Ternate, HN – Wali Kota Ternate, M. Tauhid Soleman, secara resmi membuka kegiatan ‘Pendampingan Pengembangan dan Diversifikasi Produk Melalui Pelatihan Teknik Menenun dengan Menggunakan Gedogan dan Alat Tenun Bukan Mesin (ATBM)’ di Benteng Oranje, Senin, 23 Mei 2022.
Tauhid dalam sambutannya menyampaikan, Kota Ternate merupakan daerah kesultanan yang memiliki banyak keunikan sejarah dan budaya, salah satunya berupa tenun.
“Kain tenun ikat itu jenis kain tua yang sudah dikenal di Indonesia sejak zaman dahulu kala. Hampir di setiap wilayah Indonesia memiliki kain tenunnya sendiri,” kata Wali Kota.
Menurutnya, kain tenun Ternate atau Koloncucu memang jarang didengar, namun kain yang dibuat dengan alat tradisional gedogan ini bagian dari peninggalan budaya yang termasuk langka.
Hal itu karena jumlah produksi kain tenun terus mengalami penurunan akibat kurangnya minat masyarakat untuk melestarikan dengan menjadi pengrajin tenun.
“Hal ini menjadi permasalahan dan tantangan bagi dinas teknis baik Dinas Perindustrian dan Perdagangan, maupun dinas lainnya yang serumpun,” ucapnya.
Ia menjelaskan, langkah Dewan Kerajinan Nasional Daerah Kota Ternate (Dekranasda) menjalankan program ini dan bekerja sama dengan Disperindag melalui Dana Alokasi Khusus (DAK) Non Fisik Kementerian Perindustrian RI Tahun 2022 harus diberikan apresiasi.
“Tujuan dan harapan ini dapat dicapai apabila semua stakeholder baik pemerintah daerah maupun mitra kerja pemerintah, yaitu Perbankan, BUMN, dan organisasi lainnya bersinergi untuk mewujudkan program-program pemberdayaan masyarakat, khususnya produk lokal khas daerah agar menjadi ikon Kota Ternate,” jelasnya.
Sementara itu, Ketua Dekranasda Kota Ternate, Marliza M. Tauhid, menyampaikan tenun Ternate atau Koloncucu adalah bagian dari warisan budaya yang sangat bernilai dan harus dilestarikan.
Menurut dia, keberadaan tenun Ternate bisa dikatakan hampir punah karena menyisakan empat penenun yang masih dalam satu ikatan keluarga.
“Tentunya hal ini membutuhkan perhatian semua pihak.
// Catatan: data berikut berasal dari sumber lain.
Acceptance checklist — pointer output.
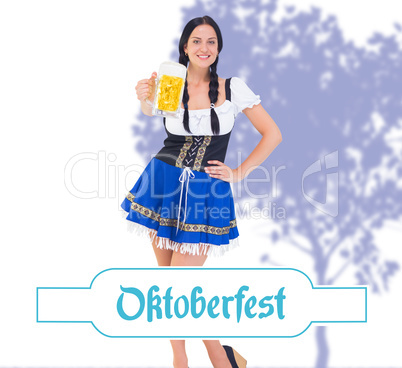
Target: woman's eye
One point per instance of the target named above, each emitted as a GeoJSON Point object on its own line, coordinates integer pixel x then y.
{"type": "Point", "coordinates": [196, 41]}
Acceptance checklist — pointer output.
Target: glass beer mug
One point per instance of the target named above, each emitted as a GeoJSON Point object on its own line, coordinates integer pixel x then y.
{"type": "Point", "coordinates": [169, 89]}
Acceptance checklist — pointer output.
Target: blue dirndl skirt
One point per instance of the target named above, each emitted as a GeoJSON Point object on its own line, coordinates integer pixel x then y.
{"type": "Point", "coordinates": [184, 210]}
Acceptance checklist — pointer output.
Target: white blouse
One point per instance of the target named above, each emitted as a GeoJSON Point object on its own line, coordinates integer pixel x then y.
{"type": "Point", "coordinates": [200, 120]}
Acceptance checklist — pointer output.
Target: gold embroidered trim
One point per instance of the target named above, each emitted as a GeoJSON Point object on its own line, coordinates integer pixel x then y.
{"type": "Point", "coordinates": [163, 221]}
{"type": "Point", "coordinates": [201, 152]}
{"type": "Point", "coordinates": [183, 150]}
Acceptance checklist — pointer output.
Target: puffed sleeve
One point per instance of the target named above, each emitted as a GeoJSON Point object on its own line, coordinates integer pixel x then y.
{"type": "Point", "coordinates": [242, 96]}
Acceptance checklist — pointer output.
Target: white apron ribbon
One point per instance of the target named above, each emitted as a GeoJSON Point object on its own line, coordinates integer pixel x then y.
{"type": "Point", "coordinates": [185, 175]}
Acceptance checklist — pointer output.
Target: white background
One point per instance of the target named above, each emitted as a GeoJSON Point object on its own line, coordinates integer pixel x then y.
{"type": "Point", "coordinates": [68, 72]}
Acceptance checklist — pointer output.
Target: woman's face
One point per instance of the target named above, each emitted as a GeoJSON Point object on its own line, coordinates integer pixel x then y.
{"type": "Point", "coordinates": [202, 42]}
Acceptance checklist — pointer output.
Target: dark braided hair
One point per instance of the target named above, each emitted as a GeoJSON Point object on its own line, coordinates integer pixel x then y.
{"type": "Point", "coordinates": [214, 83]}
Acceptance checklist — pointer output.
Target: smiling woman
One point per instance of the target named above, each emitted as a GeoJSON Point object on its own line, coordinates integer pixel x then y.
{"type": "Point", "coordinates": [188, 174]}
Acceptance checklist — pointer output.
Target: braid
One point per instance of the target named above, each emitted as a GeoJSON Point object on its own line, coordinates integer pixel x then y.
{"type": "Point", "coordinates": [213, 96]}
{"type": "Point", "coordinates": [183, 59]}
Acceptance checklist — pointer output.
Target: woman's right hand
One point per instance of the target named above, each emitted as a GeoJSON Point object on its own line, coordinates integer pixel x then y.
{"type": "Point", "coordinates": [146, 88]}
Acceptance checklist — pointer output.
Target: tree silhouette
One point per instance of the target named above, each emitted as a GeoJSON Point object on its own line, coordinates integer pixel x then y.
{"type": "Point", "coordinates": [339, 110]}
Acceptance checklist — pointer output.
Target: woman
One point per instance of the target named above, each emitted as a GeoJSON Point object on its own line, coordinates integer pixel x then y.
{"type": "Point", "coordinates": [194, 151]}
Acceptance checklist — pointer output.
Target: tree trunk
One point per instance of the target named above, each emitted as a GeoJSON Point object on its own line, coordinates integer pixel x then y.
{"type": "Point", "coordinates": [323, 350]}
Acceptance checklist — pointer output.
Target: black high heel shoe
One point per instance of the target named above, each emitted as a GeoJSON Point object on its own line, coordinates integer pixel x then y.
{"type": "Point", "coordinates": [235, 359]}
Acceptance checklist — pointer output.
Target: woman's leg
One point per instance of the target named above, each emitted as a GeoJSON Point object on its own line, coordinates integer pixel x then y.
{"type": "Point", "coordinates": [179, 260]}
{"type": "Point", "coordinates": [163, 256]}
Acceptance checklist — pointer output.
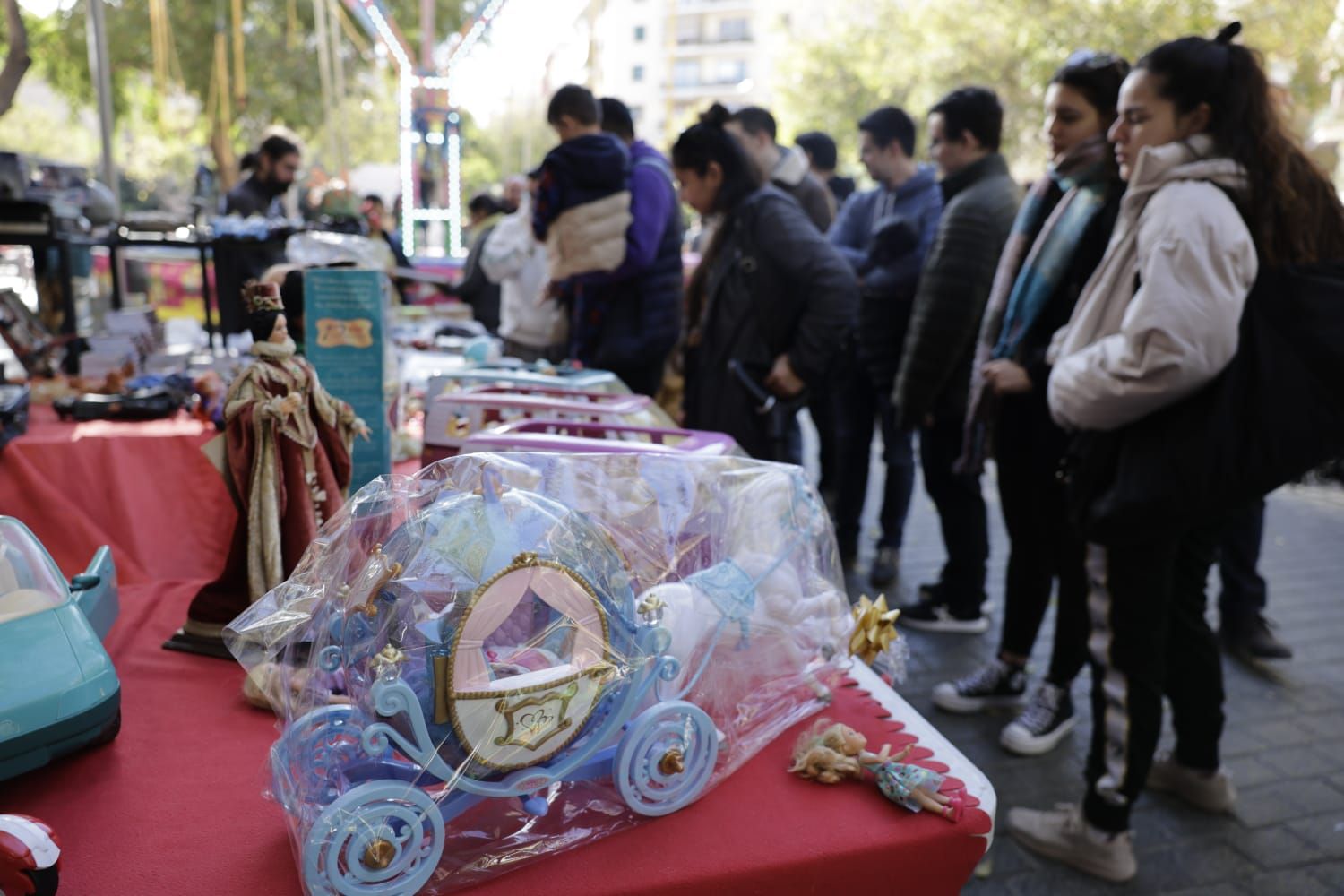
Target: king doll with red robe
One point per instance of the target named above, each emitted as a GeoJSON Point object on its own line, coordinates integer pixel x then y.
{"type": "Point", "coordinates": [288, 447]}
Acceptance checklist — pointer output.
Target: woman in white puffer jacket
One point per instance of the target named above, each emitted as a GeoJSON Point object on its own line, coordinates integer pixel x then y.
{"type": "Point", "coordinates": [534, 325]}
{"type": "Point", "coordinates": [1217, 188]}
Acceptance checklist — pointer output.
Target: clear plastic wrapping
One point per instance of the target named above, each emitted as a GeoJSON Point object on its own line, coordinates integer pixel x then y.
{"type": "Point", "coordinates": [508, 654]}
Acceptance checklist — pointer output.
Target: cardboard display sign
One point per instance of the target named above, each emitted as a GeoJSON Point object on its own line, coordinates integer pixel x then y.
{"type": "Point", "coordinates": [343, 338]}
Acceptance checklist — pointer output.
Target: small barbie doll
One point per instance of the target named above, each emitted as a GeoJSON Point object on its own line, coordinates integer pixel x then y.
{"type": "Point", "coordinates": [831, 753]}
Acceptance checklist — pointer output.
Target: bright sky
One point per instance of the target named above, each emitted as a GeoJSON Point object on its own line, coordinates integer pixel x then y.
{"type": "Point", "coordinates": [43, 8]}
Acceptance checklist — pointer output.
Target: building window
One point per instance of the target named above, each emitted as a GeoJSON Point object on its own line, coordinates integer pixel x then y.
{"type": "Point", "coordinates": [730, 72]}
{"type": "Point", "coordinates": [734, 30]}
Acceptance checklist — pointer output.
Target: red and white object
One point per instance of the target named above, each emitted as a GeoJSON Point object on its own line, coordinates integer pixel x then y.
{"type": "Point", "coordinates": [30, 857]}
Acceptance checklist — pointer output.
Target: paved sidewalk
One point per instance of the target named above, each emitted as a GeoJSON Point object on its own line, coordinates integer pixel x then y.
{"type": "Point", "coordinates": [1284, 739]}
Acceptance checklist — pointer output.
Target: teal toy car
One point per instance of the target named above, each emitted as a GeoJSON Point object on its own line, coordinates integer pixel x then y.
{"type": "Point", "coordinates": [58, 689]}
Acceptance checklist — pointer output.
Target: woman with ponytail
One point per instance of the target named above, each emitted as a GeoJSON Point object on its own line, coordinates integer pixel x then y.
{"type": "Point", "coordinates": [769, 306]}
{"type": "Point", "coordinates": [1217, 188]}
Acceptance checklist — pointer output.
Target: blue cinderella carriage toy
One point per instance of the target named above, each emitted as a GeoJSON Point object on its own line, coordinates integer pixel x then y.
{"type": "Point", "coordinates": [500, 630]}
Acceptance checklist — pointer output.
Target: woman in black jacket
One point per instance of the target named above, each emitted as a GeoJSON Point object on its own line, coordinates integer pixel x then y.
{"type": "Point", "coordinates": [771, 304]}
{"type": "Point", "coordinates": [1058, 239]}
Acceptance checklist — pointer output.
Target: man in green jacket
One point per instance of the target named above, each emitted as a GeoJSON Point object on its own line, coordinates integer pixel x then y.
{"type": "Point", "coordinates": [980, 202]}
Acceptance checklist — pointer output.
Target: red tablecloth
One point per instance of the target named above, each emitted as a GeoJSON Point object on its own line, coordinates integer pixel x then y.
{"type": "Point", "coordinates": [142, 487]}
{"type": "Point", "coordinates": [174, 805]}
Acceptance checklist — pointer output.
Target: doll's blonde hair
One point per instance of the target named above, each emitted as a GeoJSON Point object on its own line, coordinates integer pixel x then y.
{"type": "Point", "coordinates": [822, 754]}
{"type": "Point", "coordinates": [825, 764]}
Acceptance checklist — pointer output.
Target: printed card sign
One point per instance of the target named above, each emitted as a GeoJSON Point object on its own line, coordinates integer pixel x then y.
{"type": "Point", "coordinates": [343, 338]}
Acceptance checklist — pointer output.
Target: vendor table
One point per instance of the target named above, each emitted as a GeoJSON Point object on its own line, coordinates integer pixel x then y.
{"type": "Point", "coordinates": [175, 804]}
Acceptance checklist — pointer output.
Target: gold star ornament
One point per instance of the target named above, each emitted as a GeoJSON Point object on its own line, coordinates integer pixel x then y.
{"type": "Point", "coordinates": [874, 627]}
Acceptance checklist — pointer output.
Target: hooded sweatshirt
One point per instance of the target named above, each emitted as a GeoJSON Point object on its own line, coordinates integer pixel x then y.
{"type": "Point", "coordinates": [1160, 316]}
{"type": "Point", "coordinates": [793, 177]}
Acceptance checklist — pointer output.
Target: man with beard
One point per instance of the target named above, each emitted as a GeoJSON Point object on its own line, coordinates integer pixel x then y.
{"type": "Point", "coordinates": [273, 166]}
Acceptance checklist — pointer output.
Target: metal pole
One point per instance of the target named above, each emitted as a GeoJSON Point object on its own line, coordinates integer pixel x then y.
{"type": "Point", "coordinates": [427, 35]}
{"type": "Point", "coordinates": [99, 72]}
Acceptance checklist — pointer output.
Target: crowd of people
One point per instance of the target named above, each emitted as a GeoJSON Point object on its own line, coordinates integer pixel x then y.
{"type": "Point", "coordinates": [946, 309]}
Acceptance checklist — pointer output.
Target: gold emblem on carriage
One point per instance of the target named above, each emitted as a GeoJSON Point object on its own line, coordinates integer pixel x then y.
{"type": "Point", "coordinates": [534, 720]}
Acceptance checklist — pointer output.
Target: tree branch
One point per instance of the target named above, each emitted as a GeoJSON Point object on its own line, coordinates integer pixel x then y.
{"type": "Point", "coordinates": [18, 61]}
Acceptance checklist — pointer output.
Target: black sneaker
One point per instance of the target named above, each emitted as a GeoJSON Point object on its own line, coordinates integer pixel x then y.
{"type": "Point", "coordinates": [1252, 638]}
{"type": "Point", "coordinates": [927, 616]}
{"type": "Point", "coordinates": [997, 684]}
{"type": "Point", "coordinates": [1043, 724]}
{"type": "Point", "coordinates": [884, 567]}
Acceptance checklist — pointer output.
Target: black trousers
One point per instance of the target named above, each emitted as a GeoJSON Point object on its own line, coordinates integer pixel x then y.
{"type": "Point", "coordinates": [824, 403]}
{"type": "Point", "coordinates": [1244, 589]}
{"type": "Point", "coordinates": [961, 514]}
{"type": "Point", "coordinates": [1043, 547]}
{"type": "Point", "coordinates": [859, 408]}
{"type": "Point", "coordinates": [1150, 640]}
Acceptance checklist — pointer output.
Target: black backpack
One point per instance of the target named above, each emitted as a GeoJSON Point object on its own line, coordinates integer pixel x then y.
{"type": "Point", "coordinates": [1273, 414]}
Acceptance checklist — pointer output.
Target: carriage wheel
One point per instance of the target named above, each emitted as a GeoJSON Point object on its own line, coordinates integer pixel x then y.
{"type": "Point", "coordinates": [314, 750]}
{"type": "Point", "coordinates": [666, 758]}
{"type": "Point", "coordinates": [381, 839]}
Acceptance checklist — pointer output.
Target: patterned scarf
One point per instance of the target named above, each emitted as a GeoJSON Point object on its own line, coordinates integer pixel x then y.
{"type": "Point", "coordinates": [1034, 263]}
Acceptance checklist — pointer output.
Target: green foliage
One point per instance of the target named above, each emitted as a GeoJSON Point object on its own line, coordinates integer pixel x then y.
{"type": "Point", "coordinates": [909, 53]}
{"type": "Point", "coordinates": [281, 72]}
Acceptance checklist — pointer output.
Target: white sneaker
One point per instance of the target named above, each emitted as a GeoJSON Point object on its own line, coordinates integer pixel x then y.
{"type": "Point", "coordinates": [1043, 724]}
{"type": "Point", "coordinates": [996, 684]}
{"type": "Point", "coordinates": [1207, 790]}
{"type": "Point", "coordinates": [1064, 834]}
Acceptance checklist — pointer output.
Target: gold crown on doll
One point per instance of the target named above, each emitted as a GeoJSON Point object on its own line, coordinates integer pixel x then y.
{"type": "Point", "coordinates": [261, 298]}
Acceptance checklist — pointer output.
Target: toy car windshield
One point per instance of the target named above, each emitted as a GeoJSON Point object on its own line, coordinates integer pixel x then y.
{"type": "Point", "coordinates": [29, 581]}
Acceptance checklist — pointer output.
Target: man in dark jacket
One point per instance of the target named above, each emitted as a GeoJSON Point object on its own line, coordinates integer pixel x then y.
{"type": "Point", "coordinates": [273, 169]}
{"type": "Point", "coordinates": [884, 234]}
{"type": "Point", "coordinates": [933, 382]}
{"type": "Point", "coordinates": [785, 168]}
{"type": "Point", "coordinates": [476, 289]}
{"type": "Point", "coordinates": [823, 158]}
{"type": "Point", "coordinates": [781, 298]}
{"type": "Point", "coordinates": [628, 320]}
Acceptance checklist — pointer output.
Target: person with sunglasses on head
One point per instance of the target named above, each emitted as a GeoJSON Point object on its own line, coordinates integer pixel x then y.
{"type": "Point", "coordinates": [1058, 239]}
{"type": "Point", "coordinates": [1215, 188]}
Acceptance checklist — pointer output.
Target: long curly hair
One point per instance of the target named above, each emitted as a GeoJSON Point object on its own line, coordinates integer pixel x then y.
{"type": "Point", "coordinates": [1292, 209]}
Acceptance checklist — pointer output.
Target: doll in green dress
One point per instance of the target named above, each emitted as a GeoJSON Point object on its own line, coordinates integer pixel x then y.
{"type": "Point", "coordinates": [831, 753]}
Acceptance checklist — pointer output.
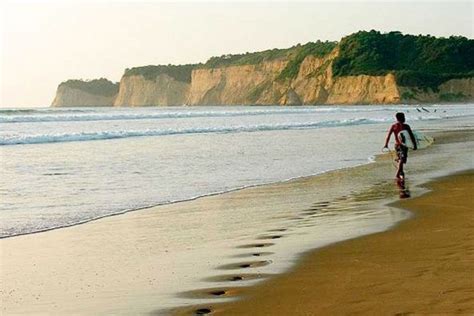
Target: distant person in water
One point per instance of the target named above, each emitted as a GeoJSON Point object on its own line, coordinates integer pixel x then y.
{"type": "Point", "coordinates": [402, 151]}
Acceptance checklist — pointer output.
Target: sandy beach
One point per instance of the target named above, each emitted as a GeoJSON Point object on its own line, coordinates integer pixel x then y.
{"type": "Point", "coordinates": [128, 264]}
{"type": "Point", "coordinates": [423, 266]}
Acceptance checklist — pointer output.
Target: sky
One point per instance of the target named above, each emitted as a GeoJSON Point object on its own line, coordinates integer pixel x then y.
{"type": "Point", "coordinates": [43, 43]}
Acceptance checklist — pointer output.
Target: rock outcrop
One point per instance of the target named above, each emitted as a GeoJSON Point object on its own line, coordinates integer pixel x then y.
{"type": "Point", "coordinates": [163, 90]}
{"type": "Point", "coordinates": [100, 92]}
{"type": "Point", "coordinates": [310, 74]}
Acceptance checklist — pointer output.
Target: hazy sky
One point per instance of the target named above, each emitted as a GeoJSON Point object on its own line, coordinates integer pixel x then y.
{"type": "Point", "coordinates": [46, 42]}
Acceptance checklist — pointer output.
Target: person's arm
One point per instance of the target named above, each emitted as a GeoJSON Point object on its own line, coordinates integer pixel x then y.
{"type": "Point", "coordinates": [412, 136]}
{"type": "Point", "coordinates": [387, 139]}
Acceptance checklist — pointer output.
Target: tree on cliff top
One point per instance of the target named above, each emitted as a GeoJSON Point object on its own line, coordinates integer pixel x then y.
{"type": "Point", "coordinates": [100, 86]}
{"type": "Point", "coordinates": [423, 60]}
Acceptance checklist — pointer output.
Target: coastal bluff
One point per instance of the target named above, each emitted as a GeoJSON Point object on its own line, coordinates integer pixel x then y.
{"type": "Point", "coordinates": [363, 68]}
{"type": "Point", "coordinates": [99, 92]}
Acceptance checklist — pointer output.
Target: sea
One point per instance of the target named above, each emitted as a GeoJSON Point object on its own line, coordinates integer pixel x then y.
{"type": "Point", "coordinates": [66, 166]}
{"type": "Point", "coordinates": [208, 197]}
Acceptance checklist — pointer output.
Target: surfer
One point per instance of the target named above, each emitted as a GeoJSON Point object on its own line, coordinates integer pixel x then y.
{"type": "Point", "coordinates": [402, 150]}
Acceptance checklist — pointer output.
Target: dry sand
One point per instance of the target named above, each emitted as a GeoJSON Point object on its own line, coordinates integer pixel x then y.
{"type": "Point", "coordinates": [424, 266]}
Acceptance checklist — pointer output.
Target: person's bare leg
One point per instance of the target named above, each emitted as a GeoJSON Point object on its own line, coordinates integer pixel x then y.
{"type": "Point", "coordinates": [400, 174]}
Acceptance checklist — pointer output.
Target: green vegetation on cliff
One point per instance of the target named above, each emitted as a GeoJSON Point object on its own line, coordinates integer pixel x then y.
{"type": "Point", "coordinates": [178, 72]}
{"type": "Point", "coordinates": [247, 58]}
{"type": "Point", "coordinates": [417, 61]}
{"type": "Point", "coordinates": [102, 86]}
{"type": "Point", "coordinates": [295, 56]}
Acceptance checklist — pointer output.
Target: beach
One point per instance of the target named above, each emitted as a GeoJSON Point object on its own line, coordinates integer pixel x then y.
{"type": "Point", "coordinates": [242, 244]}
{"type": "Point", "coordinates": [423, 266]}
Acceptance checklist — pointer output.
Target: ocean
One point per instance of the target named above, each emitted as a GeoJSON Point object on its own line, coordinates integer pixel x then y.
{"type": "Point", "coordinates": [65, 166]}
{"type": "Point", "coordinates": [61, 167]}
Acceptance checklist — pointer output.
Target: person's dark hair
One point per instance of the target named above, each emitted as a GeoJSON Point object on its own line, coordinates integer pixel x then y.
{"type": "Point", "coordinates": [400, 117]}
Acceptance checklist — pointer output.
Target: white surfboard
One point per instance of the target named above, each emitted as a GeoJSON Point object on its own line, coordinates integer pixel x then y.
{"type": "Point", "coordinates": [422, 141]}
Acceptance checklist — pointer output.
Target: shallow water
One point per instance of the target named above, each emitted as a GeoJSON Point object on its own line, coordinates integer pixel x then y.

Berbagai upaya pelatihan telah dilakukan oleh pemerintah, namun karena proses produksi yang cukup rumit dan membutuhkan waktu, ketelitian dan kesabaran sehingga kurangnya minat masyarakat, khususnya generasi milenial,” kata Marliza.
Ia mengatakan, untuk melestarikan dan mengembangkan tenun Ternate, maka harus dimulai dari regenerasi pengrajin tenun sehingga adanya peningkatan jumlah pengrajin.
“Jadi upaya membekali pengrajin-pengrajin baru dengan keterampilan menenun hingga teknik pembuatan motif khas Ternate, mengadaptasi teknik ATBM untuk meningkatkan jumlah produksi, mempercepat waktu produksi, dan menambah varian kain tenun sehingga lebih beragam,” pungkasnya.